KPMG estimates that 289,100 babies were born in 2023. This compares to 300,684 babies in 2022 and 309,996 in 2021, according to the Australian Bureau of Statistics (ABS). KPMG urban economist Terry Rawnsley said weak economic growth often leads to a reduced number of births. In 2023, ABS data shows gross domestic product (GDP) fell to 1.5 percent. Despite the population growing by 2.5 percent in 2023, GDP on a per capita basis went into negative territory, down one percent over the 12 months.

“Birth rates provide insight into long-term population growth as well as the current confidence of Australian families, said Mr Rawnsley. “We haven’t seen such a sharp drop in births in Australia since the period of economic stagflation in the 1970s, which coincided with the initial widespread adoption of the contraceptive pill.”

Mr Rawnsley said many Australian couples delayed starting a family while the pandemic played out in 2020. The number of births fell from 305,832 in 2019 to 294,369 in 2020. Then in 2021, strong employment and vast amounts of stimulus money, along with high household savings due to lockdowns, gave couples better financial means to have a baby. This led to a rebound in births.

However, the re-opening of the global economy in 2022 led to soaring inflation. By the start of 2023, the Australian consumer price index (CPI) had risen to its highest level since 1990 at 7.8 percent per annum. By that stage, the Reserve Bank had already commenced an aggressive rate-hiking strategy to fight inflation and had raised the cash rate every month between May and December 2022.

Five more rate hikes during 2023 put further pressure on couples with mortgages and put the brakes on family formation. “This combination of the pandemic and rapid economic changes explains the spike and subsequent sharp decline in birth rates we have observed over the past four years, Mr Rawnsley said.

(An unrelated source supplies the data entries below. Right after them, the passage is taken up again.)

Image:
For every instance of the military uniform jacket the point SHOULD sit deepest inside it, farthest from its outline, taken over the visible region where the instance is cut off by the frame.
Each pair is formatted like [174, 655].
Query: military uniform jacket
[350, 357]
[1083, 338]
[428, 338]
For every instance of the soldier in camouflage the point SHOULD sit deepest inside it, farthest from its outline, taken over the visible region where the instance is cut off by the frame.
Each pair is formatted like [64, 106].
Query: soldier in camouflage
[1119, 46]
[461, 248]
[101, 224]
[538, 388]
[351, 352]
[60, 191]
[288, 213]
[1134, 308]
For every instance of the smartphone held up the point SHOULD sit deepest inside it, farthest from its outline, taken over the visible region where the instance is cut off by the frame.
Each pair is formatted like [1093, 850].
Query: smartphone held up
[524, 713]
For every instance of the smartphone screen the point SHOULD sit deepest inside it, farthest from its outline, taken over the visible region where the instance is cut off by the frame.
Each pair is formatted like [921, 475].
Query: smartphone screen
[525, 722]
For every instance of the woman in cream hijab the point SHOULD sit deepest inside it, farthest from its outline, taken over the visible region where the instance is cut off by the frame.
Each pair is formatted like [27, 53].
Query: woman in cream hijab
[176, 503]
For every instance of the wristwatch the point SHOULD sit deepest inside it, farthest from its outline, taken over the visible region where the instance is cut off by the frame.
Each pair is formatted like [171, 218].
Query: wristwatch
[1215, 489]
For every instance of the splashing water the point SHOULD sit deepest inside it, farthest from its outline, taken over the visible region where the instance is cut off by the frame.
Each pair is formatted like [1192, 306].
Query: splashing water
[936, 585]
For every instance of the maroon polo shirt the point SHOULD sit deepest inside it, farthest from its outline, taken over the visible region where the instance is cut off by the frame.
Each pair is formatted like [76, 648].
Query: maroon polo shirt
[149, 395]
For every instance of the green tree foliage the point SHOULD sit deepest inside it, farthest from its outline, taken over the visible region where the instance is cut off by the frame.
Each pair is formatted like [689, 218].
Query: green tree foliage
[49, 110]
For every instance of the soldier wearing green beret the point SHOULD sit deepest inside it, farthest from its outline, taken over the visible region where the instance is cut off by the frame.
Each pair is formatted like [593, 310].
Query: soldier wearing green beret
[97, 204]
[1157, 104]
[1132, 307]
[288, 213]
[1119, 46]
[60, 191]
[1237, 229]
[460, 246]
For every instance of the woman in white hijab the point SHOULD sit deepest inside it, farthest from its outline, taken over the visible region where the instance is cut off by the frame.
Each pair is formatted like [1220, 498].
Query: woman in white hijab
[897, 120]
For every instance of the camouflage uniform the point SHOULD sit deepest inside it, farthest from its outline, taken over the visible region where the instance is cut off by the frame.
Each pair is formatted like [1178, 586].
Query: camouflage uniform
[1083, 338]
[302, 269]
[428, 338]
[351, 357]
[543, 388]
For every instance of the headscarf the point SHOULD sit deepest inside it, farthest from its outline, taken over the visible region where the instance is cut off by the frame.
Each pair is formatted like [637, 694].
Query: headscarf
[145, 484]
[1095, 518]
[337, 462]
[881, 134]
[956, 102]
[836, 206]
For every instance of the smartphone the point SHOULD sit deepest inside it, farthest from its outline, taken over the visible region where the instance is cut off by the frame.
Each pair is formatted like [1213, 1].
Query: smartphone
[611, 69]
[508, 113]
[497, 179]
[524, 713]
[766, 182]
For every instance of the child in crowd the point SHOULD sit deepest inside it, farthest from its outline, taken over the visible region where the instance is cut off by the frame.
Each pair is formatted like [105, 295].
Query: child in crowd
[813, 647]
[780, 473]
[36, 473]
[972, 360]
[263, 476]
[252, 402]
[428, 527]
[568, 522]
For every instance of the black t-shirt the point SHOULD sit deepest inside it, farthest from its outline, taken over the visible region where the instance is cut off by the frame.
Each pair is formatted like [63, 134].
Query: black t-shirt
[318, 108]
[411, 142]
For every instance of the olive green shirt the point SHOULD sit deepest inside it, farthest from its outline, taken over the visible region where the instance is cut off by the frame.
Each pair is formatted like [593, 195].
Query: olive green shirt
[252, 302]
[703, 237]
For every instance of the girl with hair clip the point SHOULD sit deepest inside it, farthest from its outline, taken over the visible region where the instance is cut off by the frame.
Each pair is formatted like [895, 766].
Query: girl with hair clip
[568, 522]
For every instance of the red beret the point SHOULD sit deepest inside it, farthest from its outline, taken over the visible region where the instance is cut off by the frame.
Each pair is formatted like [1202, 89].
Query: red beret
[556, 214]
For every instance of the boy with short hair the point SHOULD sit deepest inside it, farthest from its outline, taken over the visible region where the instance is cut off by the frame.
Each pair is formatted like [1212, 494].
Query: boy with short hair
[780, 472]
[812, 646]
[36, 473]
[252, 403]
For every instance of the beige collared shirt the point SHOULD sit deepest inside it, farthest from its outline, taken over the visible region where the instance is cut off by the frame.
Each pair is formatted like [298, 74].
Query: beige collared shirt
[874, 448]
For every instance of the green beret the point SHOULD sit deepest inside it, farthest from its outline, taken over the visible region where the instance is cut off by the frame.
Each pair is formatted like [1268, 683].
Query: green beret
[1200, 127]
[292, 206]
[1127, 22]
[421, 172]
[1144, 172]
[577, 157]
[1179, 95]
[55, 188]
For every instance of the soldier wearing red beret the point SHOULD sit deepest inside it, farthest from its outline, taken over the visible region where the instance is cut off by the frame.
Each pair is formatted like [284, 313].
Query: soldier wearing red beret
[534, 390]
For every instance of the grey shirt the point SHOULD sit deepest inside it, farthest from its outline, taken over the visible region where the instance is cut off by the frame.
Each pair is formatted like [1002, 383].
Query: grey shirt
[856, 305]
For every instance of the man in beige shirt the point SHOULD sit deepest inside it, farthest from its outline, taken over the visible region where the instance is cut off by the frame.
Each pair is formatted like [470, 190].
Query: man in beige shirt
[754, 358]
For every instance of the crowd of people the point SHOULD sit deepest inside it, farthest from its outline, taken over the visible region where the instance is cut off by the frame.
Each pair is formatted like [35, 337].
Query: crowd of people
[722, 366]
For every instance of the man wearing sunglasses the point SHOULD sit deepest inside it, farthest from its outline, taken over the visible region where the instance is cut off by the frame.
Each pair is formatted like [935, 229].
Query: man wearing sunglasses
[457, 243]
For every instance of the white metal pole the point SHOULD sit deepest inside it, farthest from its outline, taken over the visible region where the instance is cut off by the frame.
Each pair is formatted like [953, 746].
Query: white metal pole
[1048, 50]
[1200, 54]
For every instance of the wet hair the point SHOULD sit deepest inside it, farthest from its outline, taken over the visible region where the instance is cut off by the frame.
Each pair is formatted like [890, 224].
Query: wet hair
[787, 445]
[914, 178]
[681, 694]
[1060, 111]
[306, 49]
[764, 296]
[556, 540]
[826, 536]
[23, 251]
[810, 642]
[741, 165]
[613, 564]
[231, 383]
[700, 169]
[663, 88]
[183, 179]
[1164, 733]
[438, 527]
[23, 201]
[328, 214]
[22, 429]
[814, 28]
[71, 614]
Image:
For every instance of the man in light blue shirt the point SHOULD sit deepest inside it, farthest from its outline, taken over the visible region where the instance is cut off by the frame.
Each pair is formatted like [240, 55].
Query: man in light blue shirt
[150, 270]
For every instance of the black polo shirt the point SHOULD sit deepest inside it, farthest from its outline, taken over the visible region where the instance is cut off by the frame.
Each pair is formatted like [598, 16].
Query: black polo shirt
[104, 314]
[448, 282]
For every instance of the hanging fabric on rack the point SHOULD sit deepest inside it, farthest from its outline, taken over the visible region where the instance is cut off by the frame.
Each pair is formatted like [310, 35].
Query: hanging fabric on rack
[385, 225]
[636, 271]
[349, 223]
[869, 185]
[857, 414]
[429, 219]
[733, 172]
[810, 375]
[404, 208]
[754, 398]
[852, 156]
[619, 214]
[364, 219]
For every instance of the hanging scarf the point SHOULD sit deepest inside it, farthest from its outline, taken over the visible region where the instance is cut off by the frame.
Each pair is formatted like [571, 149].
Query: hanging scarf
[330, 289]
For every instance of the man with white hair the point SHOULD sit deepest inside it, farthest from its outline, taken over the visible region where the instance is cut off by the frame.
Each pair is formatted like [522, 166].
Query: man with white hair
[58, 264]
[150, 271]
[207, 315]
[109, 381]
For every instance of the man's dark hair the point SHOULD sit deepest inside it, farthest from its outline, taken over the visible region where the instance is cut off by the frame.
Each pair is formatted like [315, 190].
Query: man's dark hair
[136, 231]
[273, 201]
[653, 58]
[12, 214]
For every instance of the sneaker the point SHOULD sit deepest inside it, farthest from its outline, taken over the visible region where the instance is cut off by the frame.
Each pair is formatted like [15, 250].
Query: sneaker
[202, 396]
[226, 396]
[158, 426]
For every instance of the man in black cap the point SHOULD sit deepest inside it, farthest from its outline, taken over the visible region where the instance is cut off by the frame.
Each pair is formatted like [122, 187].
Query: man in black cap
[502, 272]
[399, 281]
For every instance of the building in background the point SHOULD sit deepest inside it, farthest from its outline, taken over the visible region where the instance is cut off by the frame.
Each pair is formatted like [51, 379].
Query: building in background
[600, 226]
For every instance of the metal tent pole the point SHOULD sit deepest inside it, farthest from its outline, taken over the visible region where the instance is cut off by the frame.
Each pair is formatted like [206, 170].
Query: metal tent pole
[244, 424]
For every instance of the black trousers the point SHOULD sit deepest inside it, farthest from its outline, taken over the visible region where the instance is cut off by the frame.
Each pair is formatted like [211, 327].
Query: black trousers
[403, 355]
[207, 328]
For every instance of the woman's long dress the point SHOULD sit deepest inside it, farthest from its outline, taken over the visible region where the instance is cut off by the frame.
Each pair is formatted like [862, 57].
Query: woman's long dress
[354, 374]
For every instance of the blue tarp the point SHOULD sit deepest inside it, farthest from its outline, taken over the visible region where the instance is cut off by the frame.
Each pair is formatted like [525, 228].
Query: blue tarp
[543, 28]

The impact of high costs of living on couples’ decision to have a baby is highlighted in births data for the capital cities. KPMG estimates there were 60,860 births in Sydney in 2023, down 8.6 percent from 2019. There were 56,270 births in Melbourne, down 7.3 percent. In Perth, there were 25,020 births, down 6 percent, while in Brisbane there were 30,250 births, down 4.3 percent. Canberra was the only capital city where there was no fall in the number of births in 2023 compared to 2019.

“CPI growth in Canberra has been slightly subdued compared to that in other major cities, and the economic outlook has remained strong,” Mr Rawnsley said. This means families have not been hurting as much as those in other capital cities, and in turn, we’ve seen a stabilisation of births in the ACT.”